Britain's red-hot housing market showed further signs of cooling last month, according to two separate reports that showed prices fell.

Britain's red-hot housing market showed further signs of cooling last month, according to two separate reports that showed prices fell.

The average property price fell 0.11 per cent in July, a back-to-back monthly decline that helped the annual rate of house price inflation ease to 10.3 per cent - its lowest level since January - the National Association of Estate Agents (NAEA) said yesterday.

A survey of the trade body's 10,000 members revealed that the slowdown is expected to continue for the rest of the year, with estate agents predicting asking prices will slip by an average of 1.55 per cent.

Their view is borne out by a report published today that shows average asking prices across England and Wales fell 2 per cent last year. Five interest rate rises since November have taken their toll, with asking prices in the five weeks to 14 August falling to £192,335 from £196,198, Rightmove, the property website, said. The slowdown meant its measure of annual house price inflation fell in July for the first time in seven months, to 15.7 per cent.
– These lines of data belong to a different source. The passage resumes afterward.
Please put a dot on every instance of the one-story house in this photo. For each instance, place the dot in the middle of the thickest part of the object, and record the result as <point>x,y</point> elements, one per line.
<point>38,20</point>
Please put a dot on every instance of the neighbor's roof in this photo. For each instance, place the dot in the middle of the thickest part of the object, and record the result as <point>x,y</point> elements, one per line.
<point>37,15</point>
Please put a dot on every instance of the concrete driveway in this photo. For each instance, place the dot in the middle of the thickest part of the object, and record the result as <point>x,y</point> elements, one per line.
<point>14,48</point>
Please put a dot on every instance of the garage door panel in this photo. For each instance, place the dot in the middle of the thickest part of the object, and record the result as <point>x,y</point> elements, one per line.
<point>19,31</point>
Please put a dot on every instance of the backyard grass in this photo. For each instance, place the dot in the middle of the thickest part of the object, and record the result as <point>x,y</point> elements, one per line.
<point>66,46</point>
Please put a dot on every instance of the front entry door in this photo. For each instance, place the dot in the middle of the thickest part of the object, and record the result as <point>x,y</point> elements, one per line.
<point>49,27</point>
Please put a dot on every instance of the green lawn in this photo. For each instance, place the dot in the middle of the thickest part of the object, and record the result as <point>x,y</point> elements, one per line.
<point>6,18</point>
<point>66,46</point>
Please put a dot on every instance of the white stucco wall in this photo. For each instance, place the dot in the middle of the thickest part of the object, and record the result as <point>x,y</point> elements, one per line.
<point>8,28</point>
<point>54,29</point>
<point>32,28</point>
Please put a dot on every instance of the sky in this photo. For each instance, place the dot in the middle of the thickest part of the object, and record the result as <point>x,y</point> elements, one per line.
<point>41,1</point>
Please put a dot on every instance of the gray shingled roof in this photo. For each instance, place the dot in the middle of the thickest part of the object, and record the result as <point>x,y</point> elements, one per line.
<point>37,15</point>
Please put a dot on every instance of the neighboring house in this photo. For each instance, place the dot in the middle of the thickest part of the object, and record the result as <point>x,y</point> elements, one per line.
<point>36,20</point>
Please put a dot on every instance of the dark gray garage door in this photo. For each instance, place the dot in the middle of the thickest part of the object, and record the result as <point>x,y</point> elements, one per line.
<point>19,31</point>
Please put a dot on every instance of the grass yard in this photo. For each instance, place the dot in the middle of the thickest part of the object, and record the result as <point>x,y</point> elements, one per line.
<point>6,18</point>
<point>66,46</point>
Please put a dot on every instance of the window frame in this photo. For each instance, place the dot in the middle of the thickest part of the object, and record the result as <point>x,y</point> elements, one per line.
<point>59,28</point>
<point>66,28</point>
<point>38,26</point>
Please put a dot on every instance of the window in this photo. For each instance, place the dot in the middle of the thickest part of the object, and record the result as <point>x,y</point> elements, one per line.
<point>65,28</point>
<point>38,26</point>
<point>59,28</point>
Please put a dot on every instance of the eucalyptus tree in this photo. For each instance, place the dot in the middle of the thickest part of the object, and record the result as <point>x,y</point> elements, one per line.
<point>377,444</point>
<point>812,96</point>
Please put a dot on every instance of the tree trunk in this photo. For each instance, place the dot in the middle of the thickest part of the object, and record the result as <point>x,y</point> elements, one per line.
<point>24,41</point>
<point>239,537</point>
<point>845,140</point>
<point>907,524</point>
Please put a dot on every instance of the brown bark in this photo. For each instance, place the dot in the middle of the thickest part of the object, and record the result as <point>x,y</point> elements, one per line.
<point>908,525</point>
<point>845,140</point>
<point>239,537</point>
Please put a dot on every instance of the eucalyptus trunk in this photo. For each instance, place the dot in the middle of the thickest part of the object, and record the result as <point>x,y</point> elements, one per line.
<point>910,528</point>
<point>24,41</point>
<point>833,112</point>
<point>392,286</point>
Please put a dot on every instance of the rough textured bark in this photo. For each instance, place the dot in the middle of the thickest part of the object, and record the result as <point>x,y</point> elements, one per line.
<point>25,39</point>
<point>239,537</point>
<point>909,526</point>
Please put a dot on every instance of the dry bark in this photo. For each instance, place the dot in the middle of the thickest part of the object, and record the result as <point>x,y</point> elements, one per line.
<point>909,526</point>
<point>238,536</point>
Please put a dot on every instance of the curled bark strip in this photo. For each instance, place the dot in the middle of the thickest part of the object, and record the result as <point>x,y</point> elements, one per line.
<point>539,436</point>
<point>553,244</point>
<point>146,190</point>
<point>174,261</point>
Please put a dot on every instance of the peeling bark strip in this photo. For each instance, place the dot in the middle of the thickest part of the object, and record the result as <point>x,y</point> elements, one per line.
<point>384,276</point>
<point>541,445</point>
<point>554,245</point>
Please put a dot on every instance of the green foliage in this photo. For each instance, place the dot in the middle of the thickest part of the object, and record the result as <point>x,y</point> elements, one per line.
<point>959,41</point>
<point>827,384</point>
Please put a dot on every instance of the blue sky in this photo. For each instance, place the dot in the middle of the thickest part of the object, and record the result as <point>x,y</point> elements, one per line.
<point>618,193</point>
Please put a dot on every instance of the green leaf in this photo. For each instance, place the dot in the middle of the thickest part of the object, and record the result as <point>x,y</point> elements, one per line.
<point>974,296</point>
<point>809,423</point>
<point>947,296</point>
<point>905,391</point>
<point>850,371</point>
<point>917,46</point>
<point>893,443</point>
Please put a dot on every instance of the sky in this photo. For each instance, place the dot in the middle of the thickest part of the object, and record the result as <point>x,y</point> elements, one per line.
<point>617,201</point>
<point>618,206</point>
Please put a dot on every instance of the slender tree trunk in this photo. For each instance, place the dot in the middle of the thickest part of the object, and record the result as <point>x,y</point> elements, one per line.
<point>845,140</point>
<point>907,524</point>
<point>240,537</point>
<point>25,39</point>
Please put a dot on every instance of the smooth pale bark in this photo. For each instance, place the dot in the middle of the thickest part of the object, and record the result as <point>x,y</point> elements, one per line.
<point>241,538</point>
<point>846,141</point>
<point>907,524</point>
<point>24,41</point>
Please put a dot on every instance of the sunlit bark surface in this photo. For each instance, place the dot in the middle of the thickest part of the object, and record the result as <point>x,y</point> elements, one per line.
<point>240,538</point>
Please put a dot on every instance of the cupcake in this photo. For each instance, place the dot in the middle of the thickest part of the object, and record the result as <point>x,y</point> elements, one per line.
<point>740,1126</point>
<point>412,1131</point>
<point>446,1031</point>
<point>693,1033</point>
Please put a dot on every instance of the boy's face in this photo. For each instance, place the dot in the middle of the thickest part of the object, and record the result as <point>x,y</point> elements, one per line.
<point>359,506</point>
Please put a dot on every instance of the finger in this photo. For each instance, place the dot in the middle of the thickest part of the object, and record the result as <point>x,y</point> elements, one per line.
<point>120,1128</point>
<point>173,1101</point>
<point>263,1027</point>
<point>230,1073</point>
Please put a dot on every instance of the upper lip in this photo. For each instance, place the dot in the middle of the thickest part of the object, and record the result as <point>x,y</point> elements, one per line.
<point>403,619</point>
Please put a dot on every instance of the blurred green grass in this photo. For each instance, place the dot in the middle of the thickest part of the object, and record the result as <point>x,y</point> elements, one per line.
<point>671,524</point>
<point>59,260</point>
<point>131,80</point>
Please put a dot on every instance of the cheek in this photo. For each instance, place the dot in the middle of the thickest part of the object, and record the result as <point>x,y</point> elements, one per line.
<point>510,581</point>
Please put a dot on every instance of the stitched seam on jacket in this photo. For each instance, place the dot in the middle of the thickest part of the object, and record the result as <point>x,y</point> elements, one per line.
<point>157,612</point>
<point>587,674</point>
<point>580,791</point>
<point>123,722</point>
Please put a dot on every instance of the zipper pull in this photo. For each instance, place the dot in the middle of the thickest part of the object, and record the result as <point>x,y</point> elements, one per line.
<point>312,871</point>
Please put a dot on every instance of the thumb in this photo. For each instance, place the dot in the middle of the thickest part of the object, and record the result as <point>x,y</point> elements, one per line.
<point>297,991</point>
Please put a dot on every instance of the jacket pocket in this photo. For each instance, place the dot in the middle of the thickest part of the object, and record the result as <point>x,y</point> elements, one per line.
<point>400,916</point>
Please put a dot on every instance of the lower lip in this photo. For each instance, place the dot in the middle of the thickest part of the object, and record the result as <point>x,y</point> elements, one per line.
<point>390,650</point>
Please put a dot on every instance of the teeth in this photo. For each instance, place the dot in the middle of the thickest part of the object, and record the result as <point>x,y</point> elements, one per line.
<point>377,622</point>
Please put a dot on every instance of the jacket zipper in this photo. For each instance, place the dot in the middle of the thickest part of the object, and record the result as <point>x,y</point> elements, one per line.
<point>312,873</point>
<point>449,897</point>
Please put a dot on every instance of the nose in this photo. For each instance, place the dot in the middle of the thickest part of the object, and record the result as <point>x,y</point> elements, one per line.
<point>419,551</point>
Miles Shipman, Rightmove's commercial director, said: "Buyers are having to accept that the market has turned and that realism is the order of the day in setting their prices. Here [the slowdown] is clear as daylight for everyone to see."

The NAEA said all indicators of activity fell during July, led by large falls in the number of enquiries from new buyers, as well as a steady decrease in the number of homes on the market and new instructions. Their members said the volume of business in July fell 5 per cent on average when compared with the same month last year, while properties took almost twice as long to sell in July as during June at 12 weeks.

Richard Hair, the association's president, said: "The feedback we are receiving from estate agents at the front line indicates a definite slowing down in the housing market. Both buyers and sellers are starting to exert caution following further rate rises and warnings about the future of the market."

The Bank of England's Governor, Mervyn King, has issued several warnings to homeowners over the past few months about the need to consider the possible future path of interest rates.